Galley: Yes, actually there [are] three sleeves. So DoubleLine is managing two sleeves. One is the core fixed-income strategy, that is Jeffrey's tactical Barclays Aggregate strategy and just general diversification across fixed-income. That's roughly 50% of the fund on a neutral basis. The other sleeve that DoubleLine is managing is an opportunistic income strategy that's similar to Jeffrey's hedge fund strategy, which is predominantly mortgage-backed securities--nonagency and agency mortgage-backed securities.

Then the third sleeve is managed by us at RiverNorth, and it is an opportunistic closed-end fund strategy, where we're opportunistically investing in closed-end funds when opportunities present themselves, i.e., discounts are widening out.
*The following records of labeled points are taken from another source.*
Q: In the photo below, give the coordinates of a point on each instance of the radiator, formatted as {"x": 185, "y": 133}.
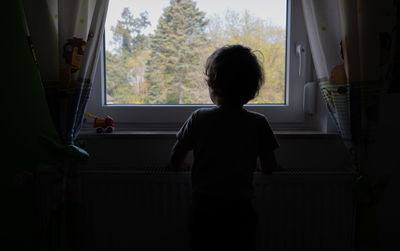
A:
{"x": 151, "y": 211}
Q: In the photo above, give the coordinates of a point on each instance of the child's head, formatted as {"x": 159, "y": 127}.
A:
{"x": 234, "y": 75}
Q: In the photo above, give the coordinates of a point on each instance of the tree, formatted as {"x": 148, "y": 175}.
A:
{"x": 174, "y": 67}
{"x": 125, "y": 68}
{"x": 127, "y": 34}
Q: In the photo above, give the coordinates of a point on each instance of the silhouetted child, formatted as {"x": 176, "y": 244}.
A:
{"x": 226, "y": 142}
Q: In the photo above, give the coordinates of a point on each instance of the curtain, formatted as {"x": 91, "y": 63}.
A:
{"x": 352, "y": 47}
{"x": 65, "y": 37}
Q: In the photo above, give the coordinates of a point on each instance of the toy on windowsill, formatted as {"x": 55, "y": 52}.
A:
{"x": 102, "y": 124}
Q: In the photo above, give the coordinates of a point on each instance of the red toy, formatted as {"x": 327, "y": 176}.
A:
{"x": 102, "y": 124}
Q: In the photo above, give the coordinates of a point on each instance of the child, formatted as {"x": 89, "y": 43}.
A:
{"x": 226, "y": 142}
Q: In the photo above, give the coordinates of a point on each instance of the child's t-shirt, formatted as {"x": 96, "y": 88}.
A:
{"x": 226, "y": 144}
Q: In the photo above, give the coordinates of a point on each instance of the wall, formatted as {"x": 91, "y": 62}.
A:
{"x": 297, "y": 151}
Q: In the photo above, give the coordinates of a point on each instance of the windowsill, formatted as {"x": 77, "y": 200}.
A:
{"x": 87, "y": 133}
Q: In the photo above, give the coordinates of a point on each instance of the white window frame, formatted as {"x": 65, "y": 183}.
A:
{"x": 287, "y": 116}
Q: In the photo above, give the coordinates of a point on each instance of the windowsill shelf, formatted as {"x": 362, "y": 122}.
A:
{"x": 87, "y": 133}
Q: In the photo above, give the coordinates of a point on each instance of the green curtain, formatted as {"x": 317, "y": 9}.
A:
{"x": 27, "y": 124}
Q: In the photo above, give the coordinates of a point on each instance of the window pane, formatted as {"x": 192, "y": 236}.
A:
{"x": 156, "y": 50}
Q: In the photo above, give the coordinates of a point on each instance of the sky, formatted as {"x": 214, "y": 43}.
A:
{"x": 271, "y": 10}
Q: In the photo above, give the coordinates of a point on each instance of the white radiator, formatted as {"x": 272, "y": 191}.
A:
{"x": 150, "y": 211}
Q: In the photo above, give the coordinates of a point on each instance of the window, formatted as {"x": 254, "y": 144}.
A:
{"x": 146, "y": 79}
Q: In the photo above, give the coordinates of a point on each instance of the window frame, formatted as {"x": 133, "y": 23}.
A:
{"x": 289, "y": 115}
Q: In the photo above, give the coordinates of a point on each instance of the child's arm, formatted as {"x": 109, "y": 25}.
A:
{"x": 177, "y": 159}
{"x": 268, "y": 163}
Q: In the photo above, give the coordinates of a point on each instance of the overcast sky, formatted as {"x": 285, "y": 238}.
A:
{"x": 271, "y": 10}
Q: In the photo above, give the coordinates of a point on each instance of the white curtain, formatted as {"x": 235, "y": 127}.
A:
{"x": 352, "y": 46}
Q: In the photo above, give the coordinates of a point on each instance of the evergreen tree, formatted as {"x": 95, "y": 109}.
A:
{"x": 125, "y": 69}
{"x": 174, "y": 62}
{"x": 128, "y": 33}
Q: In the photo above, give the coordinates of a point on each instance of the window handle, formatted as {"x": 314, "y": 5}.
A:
{"x": 309, "y": 93}
{"x": 299, "y": 51}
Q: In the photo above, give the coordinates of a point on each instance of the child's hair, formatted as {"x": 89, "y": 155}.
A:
{"x": 234, "y": 74}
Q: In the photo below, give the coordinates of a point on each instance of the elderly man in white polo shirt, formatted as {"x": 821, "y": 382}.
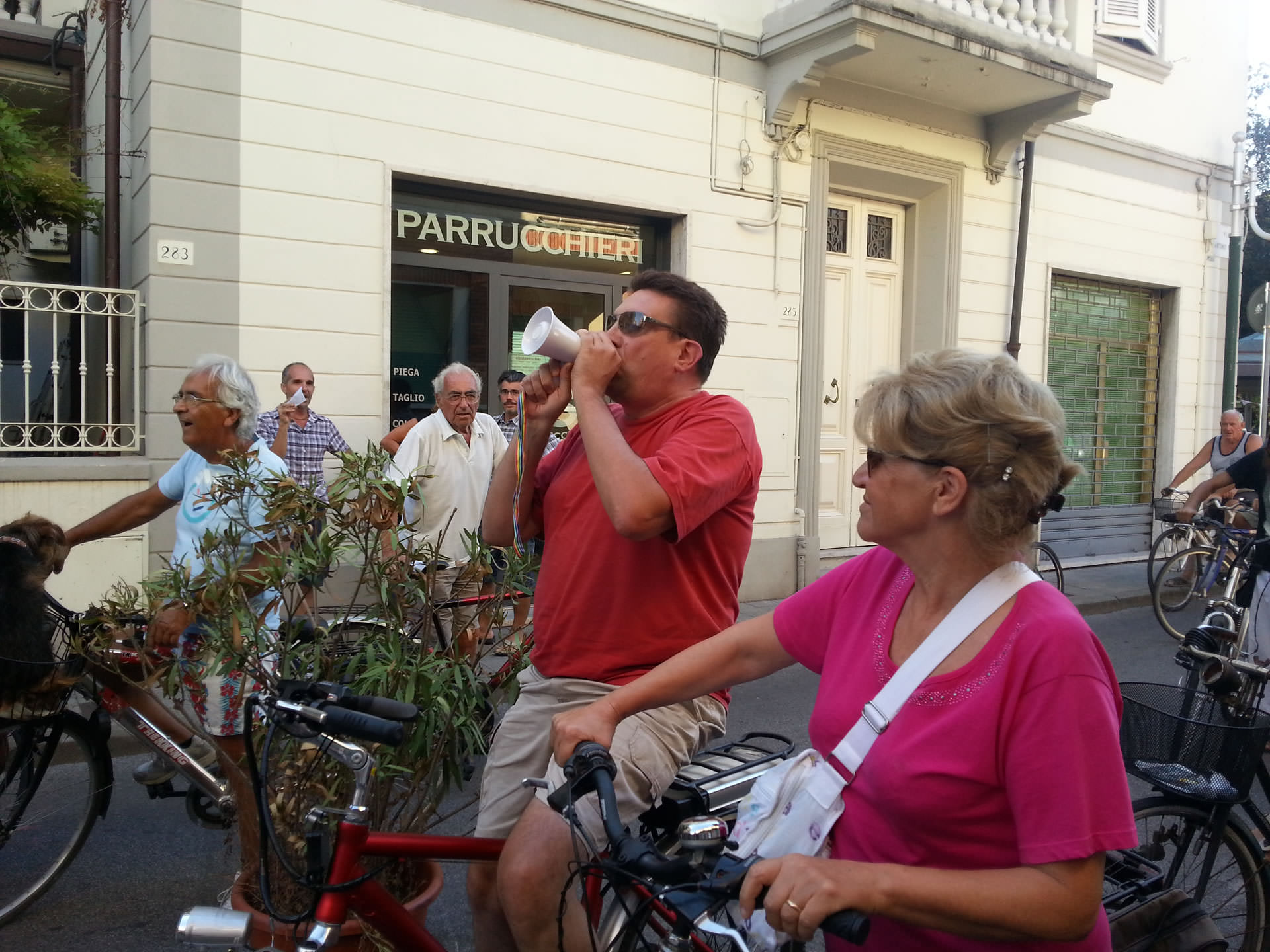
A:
{"x": 458, "y": 450}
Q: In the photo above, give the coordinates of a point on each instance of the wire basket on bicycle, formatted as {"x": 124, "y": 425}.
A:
{"x": 1189, "y": 743}
{"x": 1167, "y": 506}
{"x": 38, "y": 684}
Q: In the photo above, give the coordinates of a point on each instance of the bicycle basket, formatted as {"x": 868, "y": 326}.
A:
{"x": 1188, "y": 743}
{"x": 36, "y": 677}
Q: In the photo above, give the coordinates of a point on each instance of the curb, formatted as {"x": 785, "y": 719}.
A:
{"x": 1105, "y": 606}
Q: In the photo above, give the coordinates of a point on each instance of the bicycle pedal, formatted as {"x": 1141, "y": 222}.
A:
{"x": 163, "y": 791}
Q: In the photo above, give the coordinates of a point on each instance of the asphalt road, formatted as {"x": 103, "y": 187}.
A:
{"x": 146, "y": 862}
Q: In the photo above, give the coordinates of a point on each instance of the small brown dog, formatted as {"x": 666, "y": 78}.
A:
{"x": 31, "y": 550}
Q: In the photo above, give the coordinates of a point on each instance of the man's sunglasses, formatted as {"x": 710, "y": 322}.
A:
{"x": 875, "y": 457}
{"x": 638, "y": 321}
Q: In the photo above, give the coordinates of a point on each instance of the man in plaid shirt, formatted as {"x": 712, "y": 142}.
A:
{"x": 304, "y": 440}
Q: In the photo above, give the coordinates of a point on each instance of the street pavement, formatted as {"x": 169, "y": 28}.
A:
{"x": 146, "y": 862}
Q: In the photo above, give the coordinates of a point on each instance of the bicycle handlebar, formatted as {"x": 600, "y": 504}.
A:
{"x": 361, "y": 727}
{"x": 591, "y": 770}
{"x": 332, "y": 709}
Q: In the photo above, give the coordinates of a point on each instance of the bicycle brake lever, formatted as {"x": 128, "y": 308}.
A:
{"x": 719, "y": 930}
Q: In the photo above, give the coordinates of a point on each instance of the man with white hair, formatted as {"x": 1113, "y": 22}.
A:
{"x": 451, "y": 457}
{"x": 218, "y": 409}
{"x": 1226, "y": 448}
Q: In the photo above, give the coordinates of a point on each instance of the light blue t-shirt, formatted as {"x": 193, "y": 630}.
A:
{"x": 190, "y": 481}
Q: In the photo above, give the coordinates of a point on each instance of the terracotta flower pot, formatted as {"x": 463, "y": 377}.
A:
{"x": 282, "y": 936}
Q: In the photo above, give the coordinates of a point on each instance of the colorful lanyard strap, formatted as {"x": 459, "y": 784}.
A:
{"x": 519, "y": 543}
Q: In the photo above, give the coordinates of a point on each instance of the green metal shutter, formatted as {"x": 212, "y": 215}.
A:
{"x": 1104, "y": 368}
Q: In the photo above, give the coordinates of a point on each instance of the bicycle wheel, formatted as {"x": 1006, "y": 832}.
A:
{"x": 1048, "y": 565}
{"x": 1175, "y": 837}
{"x": 1180, "y": 598}
{"x": 1169, "y": 543}
{"x": 51, "y": 791}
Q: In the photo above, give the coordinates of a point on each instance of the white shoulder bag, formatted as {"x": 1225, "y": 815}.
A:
{"x": 792, "y": 808}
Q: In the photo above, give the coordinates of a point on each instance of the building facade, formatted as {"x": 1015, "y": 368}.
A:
{"x": 379, "y": 188}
So we'll take from the core fixed-income strategy as our dry powder and increase our closed-end fund sleeve as opportunities present themselves.

Taggart: It seems like this would explain the reopening. There are plenty of opportunities right now, it would seem, and listening to Jeffrey's calls, there are of plenty of opportunities for his opportunistic sleeve. Can you talk to me a little bit about how you decide the allocation decision across those three sleeves?

Galley: It is very opportunistic, and so given the opportunities in closed-end funds--the fear has increased in the closed-fund space, as we know, because of interest rates--discounts have widened out quite drastically. So just a short few months ago, most closed-end funds--fixed-income closed-end funds--traded at a premium to their net asset value. Today, most closed-end funds are trading at a discount to their net asset value and, in fact, only 13% of the time have they ever been wider than they are today on the fixed-income side of the equation on closed-end funds.